War Fever is a collection of short stories by J. G. Ballard, first published in 1990 by Collins. It includes:

- "War Fever"
- "The Secret History of World War 3"
- "Dream Cargoes"
- "The Object of the Attack"
- "Love in a Colder Climate"
- "The Largest Theme Park in the World"
- "Answers to a Questionnaire"
- "The Air Disaster"
- "Report on an Unidentified Space Station"
- "The Man Who Walked on the Moon"
- "The Enormous Space"
- "Memories of the Space Age"
- "Notes Towards a Mental Breakdown"
- "The Index"

These pieces range from naturalistic narrative ("The Air Disaster"), through science fantasy ("Dream Cargoes"), to stories told through footnotes ("Notes Towards a Mental Breakdown"), the index of an unwritten book ("The Index") and answers to unstated questions ("Answers to a Questionnaire"). The stories are connected by common themes which reviewer Patricia Heaney describes as "our isolation in time and the psychological implications of technology".

==Critical reception==

In reviewing the book for The New York Times, Ursula K. Le Guin stated:

"In some of these stories the deadpan, formal narrative voice works to comic effect, but others are so schematic and intellectualized that their narration becomes mere exposition, telling without showing, a skeleton prose."

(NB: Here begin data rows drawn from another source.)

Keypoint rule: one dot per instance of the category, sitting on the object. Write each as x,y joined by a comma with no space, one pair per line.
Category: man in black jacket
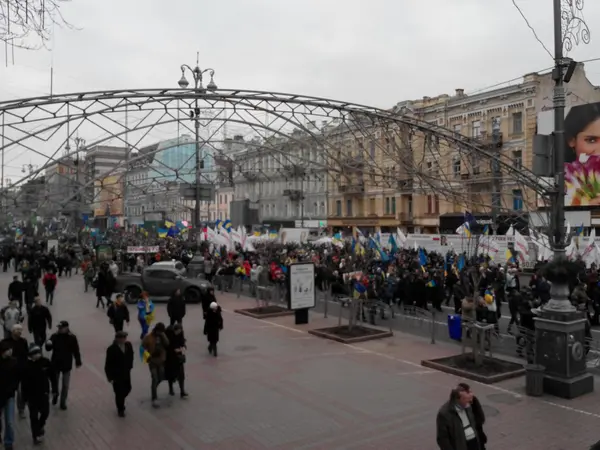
118,313
38,319
15,291
65,349
20,350
38,380
117,366
9,374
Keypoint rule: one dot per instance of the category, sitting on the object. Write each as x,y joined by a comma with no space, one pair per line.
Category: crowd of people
477,287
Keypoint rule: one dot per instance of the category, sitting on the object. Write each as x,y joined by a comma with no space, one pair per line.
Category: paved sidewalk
274,386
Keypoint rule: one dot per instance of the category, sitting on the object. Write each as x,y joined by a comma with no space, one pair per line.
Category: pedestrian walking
213,324
155,346
65,349
175,364
118,313
50,281
456,424
39,320
117,367
176,308
38,382
10,376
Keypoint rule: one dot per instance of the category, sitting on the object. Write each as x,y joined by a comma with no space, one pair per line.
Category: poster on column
582,155
302,286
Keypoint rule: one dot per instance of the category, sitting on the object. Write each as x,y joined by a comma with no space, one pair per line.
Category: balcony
294,170
353,163
491,140
404,185
405,218
352,189
294,194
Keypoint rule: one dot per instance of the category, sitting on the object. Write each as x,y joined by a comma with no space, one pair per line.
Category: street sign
188,191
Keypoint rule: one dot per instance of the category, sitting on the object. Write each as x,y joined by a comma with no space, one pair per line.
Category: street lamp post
197,76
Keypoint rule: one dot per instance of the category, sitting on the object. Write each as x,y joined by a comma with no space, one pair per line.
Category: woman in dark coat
175,363
176,308
213,324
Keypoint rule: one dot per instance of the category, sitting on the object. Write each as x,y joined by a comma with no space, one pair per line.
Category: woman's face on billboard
587,142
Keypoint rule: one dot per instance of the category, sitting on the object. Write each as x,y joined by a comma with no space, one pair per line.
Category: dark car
160,283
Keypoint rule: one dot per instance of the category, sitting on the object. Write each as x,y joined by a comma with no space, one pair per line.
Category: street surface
273,386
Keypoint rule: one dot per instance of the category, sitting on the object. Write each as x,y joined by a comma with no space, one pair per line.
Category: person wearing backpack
50,281
10,315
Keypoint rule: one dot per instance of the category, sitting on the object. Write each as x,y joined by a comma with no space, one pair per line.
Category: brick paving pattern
273,386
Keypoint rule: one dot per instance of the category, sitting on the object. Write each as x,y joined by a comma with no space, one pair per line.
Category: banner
147,249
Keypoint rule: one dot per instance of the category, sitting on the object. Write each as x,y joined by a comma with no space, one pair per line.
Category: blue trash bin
454,326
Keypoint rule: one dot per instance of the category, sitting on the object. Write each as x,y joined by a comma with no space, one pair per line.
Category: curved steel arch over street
338,141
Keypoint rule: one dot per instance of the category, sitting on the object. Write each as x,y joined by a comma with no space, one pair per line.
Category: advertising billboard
109,197
582,154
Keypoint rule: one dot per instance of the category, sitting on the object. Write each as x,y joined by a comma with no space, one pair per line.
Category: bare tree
28,23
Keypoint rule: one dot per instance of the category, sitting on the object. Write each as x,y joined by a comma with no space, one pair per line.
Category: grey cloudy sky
375,52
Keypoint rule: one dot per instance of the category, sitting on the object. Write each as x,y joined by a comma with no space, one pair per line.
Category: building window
517,200
476,128
456,168
517,123
518,159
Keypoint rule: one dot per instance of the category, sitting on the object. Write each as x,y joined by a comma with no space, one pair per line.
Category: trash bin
455,326
534,380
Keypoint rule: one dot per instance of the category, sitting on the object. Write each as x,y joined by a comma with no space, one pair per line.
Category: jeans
8,411
39,410
65,378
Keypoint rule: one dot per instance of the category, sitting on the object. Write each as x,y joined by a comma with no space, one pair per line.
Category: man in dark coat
213,324
38,381
9,374
65,349
176,308
117,367
456,424
38,320
118,313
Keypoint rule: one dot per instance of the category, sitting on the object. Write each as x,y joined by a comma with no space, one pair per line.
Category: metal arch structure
278,124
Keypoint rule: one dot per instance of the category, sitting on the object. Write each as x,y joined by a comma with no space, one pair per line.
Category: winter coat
118,313
449,427
176,307
39,318
65,348
20,349
118,363
10,376
156,344
38,380
213,324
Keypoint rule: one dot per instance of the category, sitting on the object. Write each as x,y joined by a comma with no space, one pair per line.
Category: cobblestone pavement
273,386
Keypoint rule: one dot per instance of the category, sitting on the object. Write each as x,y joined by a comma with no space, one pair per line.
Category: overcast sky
375,52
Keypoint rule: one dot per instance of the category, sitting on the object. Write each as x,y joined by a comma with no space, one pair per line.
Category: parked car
175,265
160,281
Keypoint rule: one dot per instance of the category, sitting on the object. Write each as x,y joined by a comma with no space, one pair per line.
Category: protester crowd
38,371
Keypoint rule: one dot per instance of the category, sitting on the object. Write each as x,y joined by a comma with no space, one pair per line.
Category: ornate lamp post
560,328
197,76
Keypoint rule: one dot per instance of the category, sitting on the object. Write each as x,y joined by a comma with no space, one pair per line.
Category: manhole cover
506,399
490,411
245,348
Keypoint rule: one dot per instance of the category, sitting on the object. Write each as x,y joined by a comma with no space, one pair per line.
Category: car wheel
133,294
192,296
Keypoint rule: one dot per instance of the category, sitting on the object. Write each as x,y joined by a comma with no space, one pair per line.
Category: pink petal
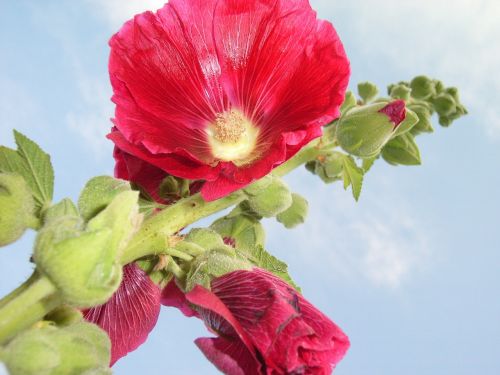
130,314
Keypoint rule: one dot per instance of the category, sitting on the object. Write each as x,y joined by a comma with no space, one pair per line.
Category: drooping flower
224,90
264,326
130,314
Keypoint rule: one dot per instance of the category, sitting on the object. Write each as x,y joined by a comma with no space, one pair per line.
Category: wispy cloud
116,12
377,240
453,41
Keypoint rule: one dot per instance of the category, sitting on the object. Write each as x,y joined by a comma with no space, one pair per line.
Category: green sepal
407,124
83,261
98,193
402,151
422,87
400,91
367,91
296,214
259,257
271,200
349,102
363,131
65,207
353,176
32,163
17,207
246,231
48,350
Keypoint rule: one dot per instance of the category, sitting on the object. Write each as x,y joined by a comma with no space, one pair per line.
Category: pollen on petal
232,137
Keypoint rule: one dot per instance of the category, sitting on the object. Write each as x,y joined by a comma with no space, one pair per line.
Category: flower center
232,137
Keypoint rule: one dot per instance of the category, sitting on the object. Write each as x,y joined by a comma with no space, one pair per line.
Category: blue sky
411,272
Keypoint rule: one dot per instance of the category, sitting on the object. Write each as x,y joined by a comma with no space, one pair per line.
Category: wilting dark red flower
130,314
264,326
224,90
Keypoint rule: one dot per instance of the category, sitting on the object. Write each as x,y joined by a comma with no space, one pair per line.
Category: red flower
224,90
264,326
130,314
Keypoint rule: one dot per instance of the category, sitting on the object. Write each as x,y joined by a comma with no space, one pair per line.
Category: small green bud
49,350
402,150
296,213
444,104
363,131
17,207
367,91
212,264
424,124
400,92
349,102
272,200
240,231
98,193
84,263
422,87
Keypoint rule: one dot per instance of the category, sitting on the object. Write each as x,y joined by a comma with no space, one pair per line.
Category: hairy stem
30,304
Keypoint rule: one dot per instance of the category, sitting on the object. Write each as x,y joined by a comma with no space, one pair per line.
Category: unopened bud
272,200
402,150
367,91
75,349
83,263
365,130
16,207
400,91
422,87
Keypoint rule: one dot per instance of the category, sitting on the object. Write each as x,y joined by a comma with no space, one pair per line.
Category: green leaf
368,163
262,259
353,176
31,162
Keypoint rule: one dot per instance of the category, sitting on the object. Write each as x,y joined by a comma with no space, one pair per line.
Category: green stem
155,232
30,304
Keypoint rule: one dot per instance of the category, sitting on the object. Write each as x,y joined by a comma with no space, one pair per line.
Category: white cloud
377,240
116,12
456,41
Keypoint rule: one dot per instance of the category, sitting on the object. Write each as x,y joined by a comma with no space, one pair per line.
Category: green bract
273,198
77,349
83,260
17,207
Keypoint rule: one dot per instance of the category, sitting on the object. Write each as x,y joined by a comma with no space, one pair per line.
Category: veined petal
130,314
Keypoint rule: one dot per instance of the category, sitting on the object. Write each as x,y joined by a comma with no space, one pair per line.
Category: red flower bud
264,326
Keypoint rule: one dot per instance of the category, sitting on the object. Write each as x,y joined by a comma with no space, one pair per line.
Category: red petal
130,314
174,71
231,357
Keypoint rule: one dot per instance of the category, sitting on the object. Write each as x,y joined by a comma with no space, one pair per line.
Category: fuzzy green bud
83,261
217,260
400,91
98,193
402,150
271,200
241,231
349,102
422,87
72,350
17,207
367,91
363,131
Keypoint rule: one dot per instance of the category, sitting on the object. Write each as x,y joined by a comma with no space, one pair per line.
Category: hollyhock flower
264,326
130,314
224,90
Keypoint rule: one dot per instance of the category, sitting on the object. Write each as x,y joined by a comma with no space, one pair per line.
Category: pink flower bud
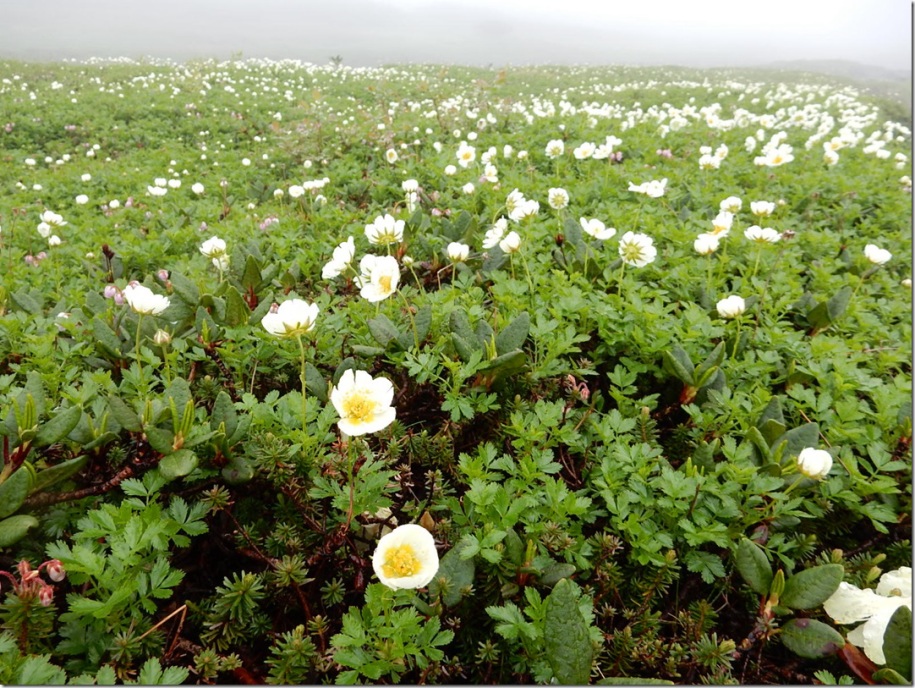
56,570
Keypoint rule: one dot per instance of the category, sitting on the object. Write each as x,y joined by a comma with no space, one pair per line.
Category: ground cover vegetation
316,374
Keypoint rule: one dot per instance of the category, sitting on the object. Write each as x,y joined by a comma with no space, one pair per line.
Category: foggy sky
697,33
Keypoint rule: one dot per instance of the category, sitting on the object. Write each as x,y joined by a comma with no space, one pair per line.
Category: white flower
143,301
877,255
584,151
653,189
379,277
363,403
406,558
555,148
214,247
558,198
596,228
457,252
385,230
293,318
637,249
705,244
762,235
466,154
342,258
849,605
762,208
732,204
511,243
494,235
814,463
731,307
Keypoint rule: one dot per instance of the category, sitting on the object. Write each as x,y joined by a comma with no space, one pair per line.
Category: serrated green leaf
513,336
14,528
752,564
383,330
811,587
810,638
897,642
565,636
58,427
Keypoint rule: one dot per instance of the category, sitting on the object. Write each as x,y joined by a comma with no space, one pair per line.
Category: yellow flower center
359,407
401,562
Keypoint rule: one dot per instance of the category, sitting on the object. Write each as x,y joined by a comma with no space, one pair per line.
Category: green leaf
810,588
55,474
178,465
315,382
383,330
678,364
58,427
897,642
14,528
454,575
126,417
14,490
565,636
753,566
512,337
810,638
890,677
185,289
237,311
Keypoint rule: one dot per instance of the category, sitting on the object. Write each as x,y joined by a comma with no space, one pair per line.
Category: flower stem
304,399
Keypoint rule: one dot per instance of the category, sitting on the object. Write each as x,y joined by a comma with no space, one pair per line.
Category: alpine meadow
316,374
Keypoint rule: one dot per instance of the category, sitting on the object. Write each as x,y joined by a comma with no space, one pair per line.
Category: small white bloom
379,276
143,301
637,249
511,243
558,198
762,208
596,228
363,403
406,558
814,463
731,307
849,605
877,255
457,252
213,247
705,244
293,318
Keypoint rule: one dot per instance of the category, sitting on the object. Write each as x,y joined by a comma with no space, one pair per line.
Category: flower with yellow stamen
363,402
406,558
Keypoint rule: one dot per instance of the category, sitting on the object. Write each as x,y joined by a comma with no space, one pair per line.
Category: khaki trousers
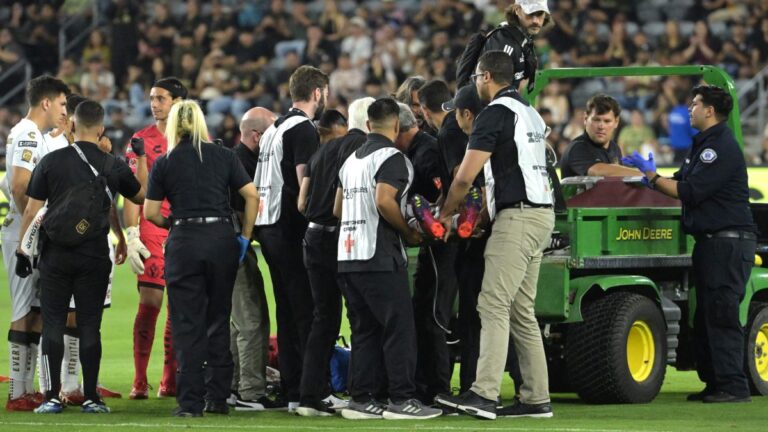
506,303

Galen Strawson of 'The Independent' had a similarly mixed review,

"He has lost the descriptive encrustations that clogged some of his earlier work. He is not free from clichet or the mournful pluperfects of rapid narrative infill, and many of his sentences are merely serviceable, laying themselves down like sleepers as a story moves quickly forward in pursuit of a single idea. But there are also passages of great tightness and some wonderful images."

Herbert Mitgang, also writing for The New York Times, had a more positive impression:

"To categorize them simply as science fiction or fantasy would diminish their originality as storytelling. Here is an author who keeps extending the limitless boundaries of fiction."

Sybil Steinberg of Publishers Weekly describes the stories as "unsettling" and "brilliant", and comments that "Ballard's is a playful and versatile imagination, and this collection will gratify his admirers."